Once you have your big* files in place, it's time to use makeCbHub to create the trackDb stanzas. In addition to the one required argument, you'll likely want to use these three as well:

  1. -c/--colors
  2. -s/--shortLabels
  3. -f/--html

Beyond those three, you may also end up using the -d/--datasetList and -l/--longLabels options as well if needed.

Here's a set of example commands that you can use to create a set of trackDb stanzas using makeCbHub:

cd /hive/data/inside/cells/datasets/olg-eae-ms/eae-multiomics/hub
makeCbHub -s shortLabels.tsv -l acronyms.sorted.tsv -c ../colors.csv -f track_desc.html bw

Which outputs:

track bw
compositeTrack on
shortLabel bw
longLabel bw
visibility dense
autoScale group
type bigWig
html track_desc.html

     track bw_P21208_1004_OPC_Ctr_RND1_peaks
     parent bw on
     shortLabel OPC_Ctr
     longLabel OPC_Ctr - Control oligodendrocyte precursor cells
     type bigWig 0.000000 160.000000
     autoScale group
     color 131,64,136
     bigDataUrl bw/P21208_1004_OPC_Ctr_RND1_peaks.bw
     visibility dense
     ...

In reality, you'll be appending these lines to the end of your hub.txt file: makeCbHub -s shortLabels.tsv -l acronyms.sorted.tsv -c ../colors.csv -f track_desc.html bw >> my_hub.txt

Files in /usr/local/apache/htdocs-cells

Once you have the big* files, hub.txt, and track description page all ready, then you will need to make symlinks to the files in /usr/local/apache/htdocs-cells.

First, navigate to your dataset's directory:

cd /usr/local/apache/htdocs-cells/${your_dataset_dir}

Then, make a 'hub' directory:

mkdir hub

Move into that directory, and create the proper symlinks:

cd hub
ln -s /hive/data./inside/cells/datasets/${your_dataset_dir}/hub/hub.txt
ln -s /hive/data./inside/cells/datasets/${your_dataset_dir}/hub/track_desc.html
ln -s /hive/data./inside/cells/datasets/${your_dataset_dir}/hub/track_A
etc ...

cellbrowser.conf settings

Now that you have everything in place in /usr/local/apache/htdocs-cells, you will need to add a few more settings to your cellbrowser.conf to have the links to the hub show up in the Cell Browser.

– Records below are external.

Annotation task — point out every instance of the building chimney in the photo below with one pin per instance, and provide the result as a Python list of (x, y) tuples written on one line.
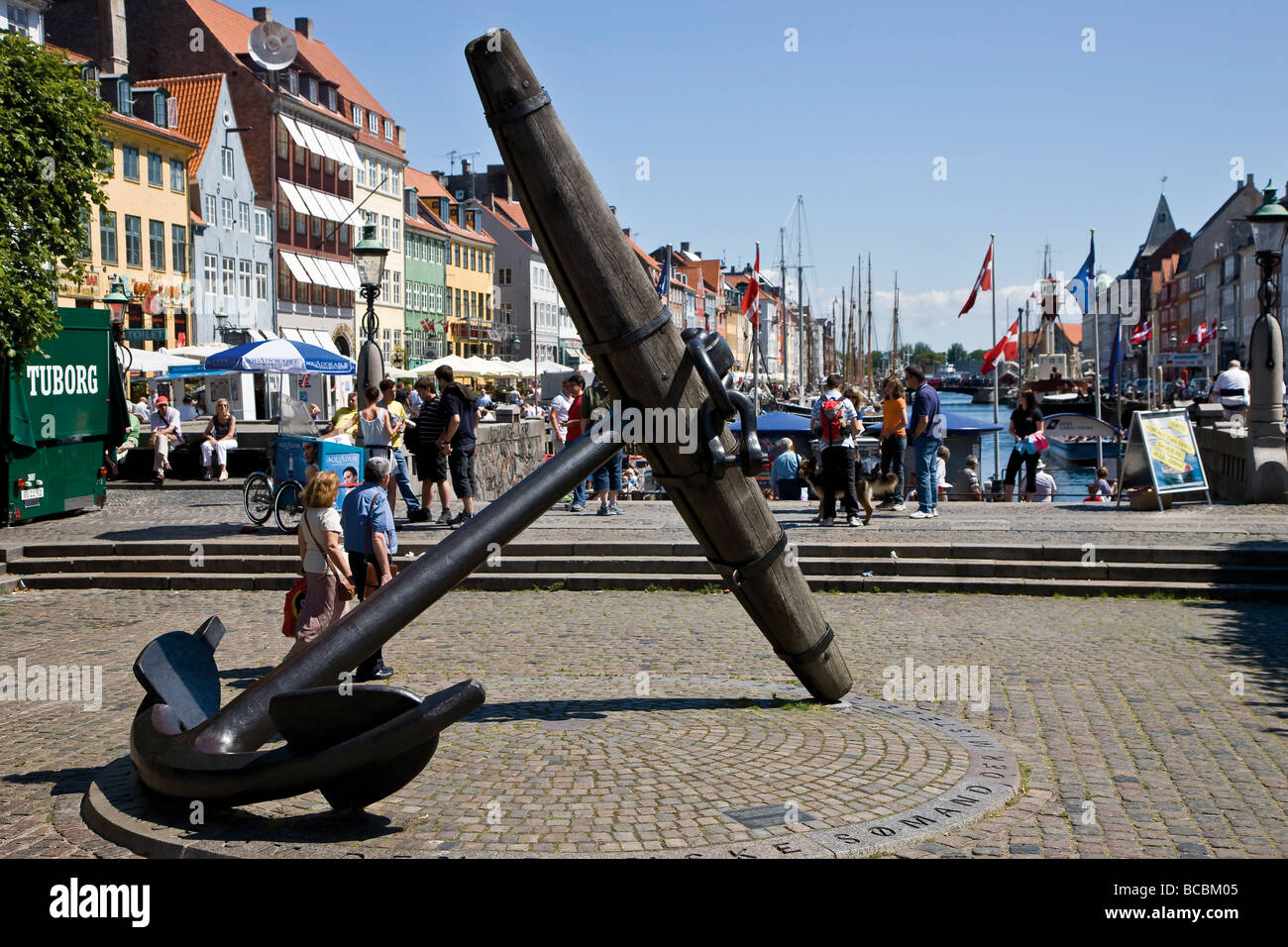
[(112, 52)]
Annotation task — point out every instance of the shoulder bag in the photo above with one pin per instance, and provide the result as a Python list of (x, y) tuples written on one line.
[(344, 587)]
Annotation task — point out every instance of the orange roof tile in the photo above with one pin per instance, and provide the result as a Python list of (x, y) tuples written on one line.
[(428, 185), (198, 101), (511, 210), (232, 30), (132, 121), (72, 56)]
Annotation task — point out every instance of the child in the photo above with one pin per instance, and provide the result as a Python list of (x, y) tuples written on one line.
[(941, 472), (1103, 483)]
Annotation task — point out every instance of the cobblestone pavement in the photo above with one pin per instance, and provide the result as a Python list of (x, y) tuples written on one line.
[(1146, 728), (204, 513)]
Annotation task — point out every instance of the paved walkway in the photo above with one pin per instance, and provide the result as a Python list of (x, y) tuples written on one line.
[(1146, 728)]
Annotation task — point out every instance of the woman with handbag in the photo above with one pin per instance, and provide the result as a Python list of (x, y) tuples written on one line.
[(1026, 428), (326, 567)]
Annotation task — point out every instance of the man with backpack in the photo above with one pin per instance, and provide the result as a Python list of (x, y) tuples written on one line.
[(459, 408), (835, 421), (430, 460)]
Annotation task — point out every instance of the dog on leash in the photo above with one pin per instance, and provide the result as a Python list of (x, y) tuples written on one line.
[(870, 487)]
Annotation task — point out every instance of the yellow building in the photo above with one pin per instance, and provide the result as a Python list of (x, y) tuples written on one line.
[(473, 328), (141, 234)]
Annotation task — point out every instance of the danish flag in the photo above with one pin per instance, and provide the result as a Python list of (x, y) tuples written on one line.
[(1006, 348), (1201, 337), (984, 281), (748, 299)]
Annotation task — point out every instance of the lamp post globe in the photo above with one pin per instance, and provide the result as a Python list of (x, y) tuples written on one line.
[(116, 299), (369, 258)]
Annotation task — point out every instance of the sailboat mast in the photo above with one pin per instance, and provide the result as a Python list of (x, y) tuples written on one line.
[(800, 299), (870, 315)]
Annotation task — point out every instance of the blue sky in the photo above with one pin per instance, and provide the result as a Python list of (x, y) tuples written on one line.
[(1042, 141)]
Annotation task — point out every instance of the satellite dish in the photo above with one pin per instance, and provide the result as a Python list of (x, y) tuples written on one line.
[(271, 46)]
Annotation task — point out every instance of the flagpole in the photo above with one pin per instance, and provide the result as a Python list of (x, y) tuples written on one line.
[(992, 279), (1100, 444), (755, 341)]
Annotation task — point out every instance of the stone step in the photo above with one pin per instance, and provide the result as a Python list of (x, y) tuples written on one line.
[(1044, 553), (554, 569), (518, 581)]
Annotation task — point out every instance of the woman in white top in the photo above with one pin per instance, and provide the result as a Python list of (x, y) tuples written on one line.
[(377, 428), (326, 567)]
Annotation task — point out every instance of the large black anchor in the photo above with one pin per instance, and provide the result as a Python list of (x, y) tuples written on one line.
[(359, 744)]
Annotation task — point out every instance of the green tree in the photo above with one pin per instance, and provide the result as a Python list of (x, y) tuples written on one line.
[(51, 172)]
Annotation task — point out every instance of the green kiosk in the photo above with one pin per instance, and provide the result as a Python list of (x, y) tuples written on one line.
[(63, 406)]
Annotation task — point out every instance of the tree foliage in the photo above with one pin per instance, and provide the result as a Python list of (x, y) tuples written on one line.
[(51, 172)]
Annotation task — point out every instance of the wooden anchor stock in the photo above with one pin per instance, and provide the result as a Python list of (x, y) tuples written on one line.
[(639, 354)]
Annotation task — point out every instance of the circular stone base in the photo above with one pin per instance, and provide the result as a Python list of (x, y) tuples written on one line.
[(674, 774)]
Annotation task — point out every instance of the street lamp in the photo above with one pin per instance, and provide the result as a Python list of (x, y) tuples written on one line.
[(1269, 226), (369, 258), (116, 299)]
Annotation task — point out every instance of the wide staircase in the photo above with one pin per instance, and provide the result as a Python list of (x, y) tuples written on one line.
[(1214, 573)]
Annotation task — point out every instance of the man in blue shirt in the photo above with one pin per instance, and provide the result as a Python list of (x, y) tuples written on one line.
[(369, 536), (926, 425), (782, 475), (836, 423)]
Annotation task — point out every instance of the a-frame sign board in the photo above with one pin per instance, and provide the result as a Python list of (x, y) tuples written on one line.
[(1162, 454)]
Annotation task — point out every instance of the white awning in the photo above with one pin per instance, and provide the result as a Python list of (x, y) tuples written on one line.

In your cellbrowser.conf, add these lines:

hubUrl="hub/hub.txt"
ucscDb="${ucsc_db_from_hub.txt}"

The value for ucscDb should match the value from the genome line in your hub.txt.

Rebuild your hub using cbBuild to get the links to the Genome Browser to appear in the Cell Browser, as can be seen for the cortex-dev dataset:

Cellbrowser gb link.png

Cellbrowser marker gb link.png

As you push data from cells-test to cells-beta and to cells, the hub files should be automatically copied from server to server.